Of course, PowerPoint isn't solely responsible. After all, any medium can only be as clever as the people who use it. It's not its fault that everything the speaker says is senselessly duplicated on the screen. It isn't culpable for the pie charts, which turn every intelligent discussion into an inane presentation. It isn't responsible for the waning levels of attentiveness as the presenter switches back and forth between the speech and the wedges of pie.

 

But it is. By its very formality, PowerPoint completes the dominance of the economic world view. However complex the reality, PowerPoint serves it up in simple wedges. Reduces every quality to tables and statistics. Art is judged by the grants awarded to the arts. The latest film about Stalingrad is subjected for the very first time to an objective analysis of the number of extras and the amount of explosives employed. That's the trick of these numerical images and pictograms:  they awaken a sense of trustworthy objectivity, because they set out the world in a series of quantifiable templates, which seem no longer to be bound by perspectives, and which, as a consequence, lend the world a seemingly tangible manageability.

 

And then they snatch that world from our hands. PowerPoint saves us the discussions and replaces the need to prove your point. "That's how it is", is what every pie chart and every column says - thus deflecting any questioning. Should a question still dare to raise its head, it is checked by yet more charts. Climate change displays, immigration infographics and economics columns allow us to see, rather than understand. That's how things are. Full stop. End of discussion.
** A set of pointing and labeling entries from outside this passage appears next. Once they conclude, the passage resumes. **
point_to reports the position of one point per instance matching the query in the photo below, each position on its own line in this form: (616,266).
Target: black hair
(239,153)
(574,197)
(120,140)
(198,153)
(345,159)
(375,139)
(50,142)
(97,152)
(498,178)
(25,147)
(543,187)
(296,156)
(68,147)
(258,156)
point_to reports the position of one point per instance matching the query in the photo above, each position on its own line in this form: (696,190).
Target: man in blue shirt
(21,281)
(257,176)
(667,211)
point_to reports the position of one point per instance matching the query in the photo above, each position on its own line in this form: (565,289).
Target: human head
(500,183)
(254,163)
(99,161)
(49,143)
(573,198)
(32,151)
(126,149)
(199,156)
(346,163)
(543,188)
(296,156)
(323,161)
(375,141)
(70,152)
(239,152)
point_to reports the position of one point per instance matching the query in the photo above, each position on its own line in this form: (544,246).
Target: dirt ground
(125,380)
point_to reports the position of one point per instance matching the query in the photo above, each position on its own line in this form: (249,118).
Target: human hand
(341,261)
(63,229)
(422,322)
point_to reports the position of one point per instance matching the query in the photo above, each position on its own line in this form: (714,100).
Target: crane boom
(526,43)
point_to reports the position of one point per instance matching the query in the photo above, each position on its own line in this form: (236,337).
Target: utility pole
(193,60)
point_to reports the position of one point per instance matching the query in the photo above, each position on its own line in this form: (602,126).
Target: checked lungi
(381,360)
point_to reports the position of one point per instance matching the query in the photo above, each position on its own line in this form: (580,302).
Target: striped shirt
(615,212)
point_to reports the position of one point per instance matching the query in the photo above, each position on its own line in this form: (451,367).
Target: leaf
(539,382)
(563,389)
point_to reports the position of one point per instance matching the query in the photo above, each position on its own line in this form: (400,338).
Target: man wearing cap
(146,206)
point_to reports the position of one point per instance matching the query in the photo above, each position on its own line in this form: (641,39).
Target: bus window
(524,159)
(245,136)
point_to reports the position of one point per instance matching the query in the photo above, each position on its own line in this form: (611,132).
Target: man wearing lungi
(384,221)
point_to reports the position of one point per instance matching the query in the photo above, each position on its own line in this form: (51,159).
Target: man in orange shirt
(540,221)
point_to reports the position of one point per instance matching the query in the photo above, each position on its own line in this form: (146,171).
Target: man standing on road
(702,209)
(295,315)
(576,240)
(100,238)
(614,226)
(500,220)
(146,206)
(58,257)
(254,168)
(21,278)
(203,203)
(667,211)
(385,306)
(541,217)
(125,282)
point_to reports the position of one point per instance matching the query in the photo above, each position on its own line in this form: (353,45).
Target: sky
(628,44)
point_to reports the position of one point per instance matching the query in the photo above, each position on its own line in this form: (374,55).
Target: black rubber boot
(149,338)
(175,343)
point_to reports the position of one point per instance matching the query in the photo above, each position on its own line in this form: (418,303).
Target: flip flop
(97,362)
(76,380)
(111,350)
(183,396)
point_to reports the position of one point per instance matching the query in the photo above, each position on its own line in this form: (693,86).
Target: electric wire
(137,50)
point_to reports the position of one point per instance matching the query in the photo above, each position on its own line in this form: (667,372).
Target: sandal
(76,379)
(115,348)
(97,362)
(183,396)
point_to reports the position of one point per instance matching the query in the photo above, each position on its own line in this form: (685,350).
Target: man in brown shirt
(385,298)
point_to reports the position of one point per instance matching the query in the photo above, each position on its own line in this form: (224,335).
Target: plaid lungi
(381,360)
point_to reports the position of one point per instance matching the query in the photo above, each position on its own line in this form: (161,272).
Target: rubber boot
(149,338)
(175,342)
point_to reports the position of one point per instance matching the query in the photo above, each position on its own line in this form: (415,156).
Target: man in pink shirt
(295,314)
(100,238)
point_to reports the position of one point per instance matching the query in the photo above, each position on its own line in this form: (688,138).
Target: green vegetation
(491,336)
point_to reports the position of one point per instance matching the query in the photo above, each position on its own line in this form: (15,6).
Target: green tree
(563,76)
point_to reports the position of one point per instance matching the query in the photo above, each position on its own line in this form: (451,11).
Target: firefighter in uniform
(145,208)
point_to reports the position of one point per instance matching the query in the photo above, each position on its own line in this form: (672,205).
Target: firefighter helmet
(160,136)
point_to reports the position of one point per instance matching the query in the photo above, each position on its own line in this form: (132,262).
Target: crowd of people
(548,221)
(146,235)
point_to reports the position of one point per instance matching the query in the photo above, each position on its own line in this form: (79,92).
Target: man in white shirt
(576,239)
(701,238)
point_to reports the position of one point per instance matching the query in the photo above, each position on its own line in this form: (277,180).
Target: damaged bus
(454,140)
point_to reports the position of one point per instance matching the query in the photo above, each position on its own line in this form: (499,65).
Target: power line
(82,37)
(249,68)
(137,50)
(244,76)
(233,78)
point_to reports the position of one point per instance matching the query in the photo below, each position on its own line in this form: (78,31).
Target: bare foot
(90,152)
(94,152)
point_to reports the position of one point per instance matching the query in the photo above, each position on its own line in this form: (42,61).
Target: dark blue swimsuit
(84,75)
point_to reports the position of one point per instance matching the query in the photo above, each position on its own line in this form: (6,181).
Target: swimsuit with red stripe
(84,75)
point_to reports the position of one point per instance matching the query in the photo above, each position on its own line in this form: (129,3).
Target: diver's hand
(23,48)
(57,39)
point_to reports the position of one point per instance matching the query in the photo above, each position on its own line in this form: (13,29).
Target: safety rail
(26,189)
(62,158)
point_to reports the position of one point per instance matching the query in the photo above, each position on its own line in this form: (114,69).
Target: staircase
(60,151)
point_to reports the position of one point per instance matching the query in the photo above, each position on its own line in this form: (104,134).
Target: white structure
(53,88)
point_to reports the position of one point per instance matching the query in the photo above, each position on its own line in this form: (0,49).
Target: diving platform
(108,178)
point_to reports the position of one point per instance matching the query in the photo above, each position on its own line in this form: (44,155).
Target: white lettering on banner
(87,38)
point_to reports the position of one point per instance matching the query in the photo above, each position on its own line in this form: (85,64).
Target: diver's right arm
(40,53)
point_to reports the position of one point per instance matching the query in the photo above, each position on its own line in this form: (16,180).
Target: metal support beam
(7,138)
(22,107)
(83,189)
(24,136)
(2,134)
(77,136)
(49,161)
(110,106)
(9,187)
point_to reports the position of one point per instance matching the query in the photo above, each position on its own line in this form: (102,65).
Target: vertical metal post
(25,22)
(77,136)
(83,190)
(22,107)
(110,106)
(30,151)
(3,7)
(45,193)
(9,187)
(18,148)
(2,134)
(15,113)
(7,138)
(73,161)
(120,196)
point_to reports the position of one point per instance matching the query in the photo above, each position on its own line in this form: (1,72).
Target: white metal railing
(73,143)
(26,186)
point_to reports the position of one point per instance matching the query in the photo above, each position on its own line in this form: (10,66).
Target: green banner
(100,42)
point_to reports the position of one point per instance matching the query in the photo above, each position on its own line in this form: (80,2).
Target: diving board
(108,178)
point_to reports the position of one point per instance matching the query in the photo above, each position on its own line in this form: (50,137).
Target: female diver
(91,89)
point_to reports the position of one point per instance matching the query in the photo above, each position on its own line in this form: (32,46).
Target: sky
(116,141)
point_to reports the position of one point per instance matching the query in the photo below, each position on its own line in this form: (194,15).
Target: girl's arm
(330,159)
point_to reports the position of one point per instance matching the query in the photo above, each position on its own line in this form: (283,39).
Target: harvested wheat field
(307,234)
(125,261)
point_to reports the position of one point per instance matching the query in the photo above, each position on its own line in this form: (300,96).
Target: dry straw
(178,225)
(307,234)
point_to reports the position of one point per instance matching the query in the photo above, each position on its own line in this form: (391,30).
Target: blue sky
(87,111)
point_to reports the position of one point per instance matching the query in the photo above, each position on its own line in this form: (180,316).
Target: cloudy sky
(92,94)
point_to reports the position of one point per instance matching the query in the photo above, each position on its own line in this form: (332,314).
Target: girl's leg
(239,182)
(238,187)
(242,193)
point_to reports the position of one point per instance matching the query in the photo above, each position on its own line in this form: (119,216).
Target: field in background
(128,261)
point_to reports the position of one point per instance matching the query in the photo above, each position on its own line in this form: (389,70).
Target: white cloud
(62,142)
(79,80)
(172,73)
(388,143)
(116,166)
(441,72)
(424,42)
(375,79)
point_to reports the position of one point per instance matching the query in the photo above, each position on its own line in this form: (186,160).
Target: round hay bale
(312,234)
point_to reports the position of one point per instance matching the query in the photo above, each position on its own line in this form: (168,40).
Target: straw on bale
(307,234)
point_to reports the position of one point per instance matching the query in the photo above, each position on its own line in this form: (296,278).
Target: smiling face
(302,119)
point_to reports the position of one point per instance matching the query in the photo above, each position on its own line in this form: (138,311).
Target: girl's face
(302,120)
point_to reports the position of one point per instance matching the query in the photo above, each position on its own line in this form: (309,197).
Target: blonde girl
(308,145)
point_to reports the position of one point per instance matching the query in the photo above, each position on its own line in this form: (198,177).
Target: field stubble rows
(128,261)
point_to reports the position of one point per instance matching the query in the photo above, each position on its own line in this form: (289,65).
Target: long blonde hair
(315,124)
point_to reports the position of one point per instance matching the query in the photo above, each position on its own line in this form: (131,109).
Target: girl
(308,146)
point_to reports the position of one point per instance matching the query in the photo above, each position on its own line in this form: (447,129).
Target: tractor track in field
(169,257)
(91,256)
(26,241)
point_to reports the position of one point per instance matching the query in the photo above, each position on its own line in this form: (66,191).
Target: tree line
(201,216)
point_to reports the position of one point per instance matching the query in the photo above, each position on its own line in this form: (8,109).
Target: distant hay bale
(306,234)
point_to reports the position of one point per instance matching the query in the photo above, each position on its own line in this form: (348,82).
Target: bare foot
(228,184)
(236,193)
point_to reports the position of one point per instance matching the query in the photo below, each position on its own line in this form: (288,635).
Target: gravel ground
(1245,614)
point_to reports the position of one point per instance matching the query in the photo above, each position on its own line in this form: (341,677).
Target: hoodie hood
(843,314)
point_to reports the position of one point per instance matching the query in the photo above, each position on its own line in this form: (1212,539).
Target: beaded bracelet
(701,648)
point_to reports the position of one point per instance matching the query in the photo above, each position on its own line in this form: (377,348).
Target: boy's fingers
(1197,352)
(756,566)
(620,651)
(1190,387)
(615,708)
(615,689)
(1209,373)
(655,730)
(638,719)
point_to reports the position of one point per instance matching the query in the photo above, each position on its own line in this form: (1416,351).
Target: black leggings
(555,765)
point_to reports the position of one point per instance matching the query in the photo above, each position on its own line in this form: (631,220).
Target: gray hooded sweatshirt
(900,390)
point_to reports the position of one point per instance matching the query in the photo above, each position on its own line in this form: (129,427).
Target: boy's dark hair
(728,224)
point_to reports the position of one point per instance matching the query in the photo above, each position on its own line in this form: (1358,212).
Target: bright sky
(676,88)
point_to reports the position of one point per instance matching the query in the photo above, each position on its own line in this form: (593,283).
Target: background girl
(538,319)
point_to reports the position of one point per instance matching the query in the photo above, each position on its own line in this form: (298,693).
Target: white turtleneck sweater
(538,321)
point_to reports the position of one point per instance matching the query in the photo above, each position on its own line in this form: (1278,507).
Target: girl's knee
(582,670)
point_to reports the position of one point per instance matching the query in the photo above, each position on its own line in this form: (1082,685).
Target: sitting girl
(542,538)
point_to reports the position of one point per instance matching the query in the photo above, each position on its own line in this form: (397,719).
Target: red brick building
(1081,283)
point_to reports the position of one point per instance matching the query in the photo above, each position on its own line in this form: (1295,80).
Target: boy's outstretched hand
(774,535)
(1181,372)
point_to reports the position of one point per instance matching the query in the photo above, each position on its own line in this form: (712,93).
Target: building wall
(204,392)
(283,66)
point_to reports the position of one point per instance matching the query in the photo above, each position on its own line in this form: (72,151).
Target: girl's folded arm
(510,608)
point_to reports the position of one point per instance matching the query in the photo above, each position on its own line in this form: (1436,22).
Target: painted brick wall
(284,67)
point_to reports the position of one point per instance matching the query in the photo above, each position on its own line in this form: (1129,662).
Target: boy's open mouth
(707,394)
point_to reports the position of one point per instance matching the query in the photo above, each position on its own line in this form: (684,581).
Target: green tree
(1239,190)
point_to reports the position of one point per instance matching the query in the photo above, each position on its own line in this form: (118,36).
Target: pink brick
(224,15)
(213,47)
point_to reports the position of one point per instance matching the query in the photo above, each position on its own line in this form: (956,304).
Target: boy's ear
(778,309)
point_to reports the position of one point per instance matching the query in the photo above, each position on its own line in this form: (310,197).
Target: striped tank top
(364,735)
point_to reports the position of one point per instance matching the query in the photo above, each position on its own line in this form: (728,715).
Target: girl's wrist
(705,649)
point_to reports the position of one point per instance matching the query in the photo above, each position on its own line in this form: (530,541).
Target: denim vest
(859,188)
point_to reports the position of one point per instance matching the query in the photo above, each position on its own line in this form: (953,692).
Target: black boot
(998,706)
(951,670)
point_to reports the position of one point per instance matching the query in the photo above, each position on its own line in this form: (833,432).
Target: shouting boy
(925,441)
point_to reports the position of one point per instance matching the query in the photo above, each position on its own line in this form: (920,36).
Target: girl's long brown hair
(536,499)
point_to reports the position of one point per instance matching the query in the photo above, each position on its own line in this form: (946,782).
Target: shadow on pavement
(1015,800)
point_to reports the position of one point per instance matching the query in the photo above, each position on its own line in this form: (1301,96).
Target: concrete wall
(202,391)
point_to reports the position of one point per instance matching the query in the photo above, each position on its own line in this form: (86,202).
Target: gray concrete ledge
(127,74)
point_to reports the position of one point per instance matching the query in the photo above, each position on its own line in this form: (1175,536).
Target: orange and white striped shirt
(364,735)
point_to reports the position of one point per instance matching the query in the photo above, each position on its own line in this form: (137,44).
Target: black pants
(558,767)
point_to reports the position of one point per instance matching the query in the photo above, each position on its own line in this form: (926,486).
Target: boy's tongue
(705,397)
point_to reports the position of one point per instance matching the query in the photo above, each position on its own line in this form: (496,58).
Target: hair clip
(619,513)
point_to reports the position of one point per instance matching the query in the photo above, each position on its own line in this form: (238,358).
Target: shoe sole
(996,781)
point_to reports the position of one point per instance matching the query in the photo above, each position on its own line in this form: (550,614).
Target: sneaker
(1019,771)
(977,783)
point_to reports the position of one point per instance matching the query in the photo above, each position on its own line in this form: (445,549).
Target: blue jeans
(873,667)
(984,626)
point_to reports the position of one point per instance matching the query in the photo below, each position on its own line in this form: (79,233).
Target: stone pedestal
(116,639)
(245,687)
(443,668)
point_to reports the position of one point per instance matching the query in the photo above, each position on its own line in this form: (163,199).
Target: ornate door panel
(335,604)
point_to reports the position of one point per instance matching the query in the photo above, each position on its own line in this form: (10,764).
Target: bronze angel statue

Resistance is futile. They mask reasons, abstract from human culpability and responsibility - and produce, depending on the temperament of the recipient, blind rage or pure indifference. A zero-sum game of slavery to practical constraint and entertainment. No words of common sense can offer a counterargument against wedges of pie. You just take them or leave them.

 

There is only one antidote to the superficiality of PowerPoint - real speeches, rather than "presentations". A presentation merely presents, in effect saying "this is how it is". A speech makes you consider the question and ask yourself "what do I think of that?" Thoughts aren't "presentable". They aren't real, they stir up reality. So the question is whether we should swallow the pie wedges or spit them out.

 

Ludwig Hasler

 

Ludwig Hasler is one of the sharpest writers in the Swiss press. The university lecturer in philosophy and media theory was a chief editor at Weltwoche, and prior to that at the St Galler Tagblatt. He is also well-known as a longstanding columnist for the marketing and communications magazine, Persönlich. Ludwig Hasler writes a monthly column for Swisscom on the pleasures and pitfalls of the information society. The column obviously reflects his own personal opinion and may differ from Swisscom's position.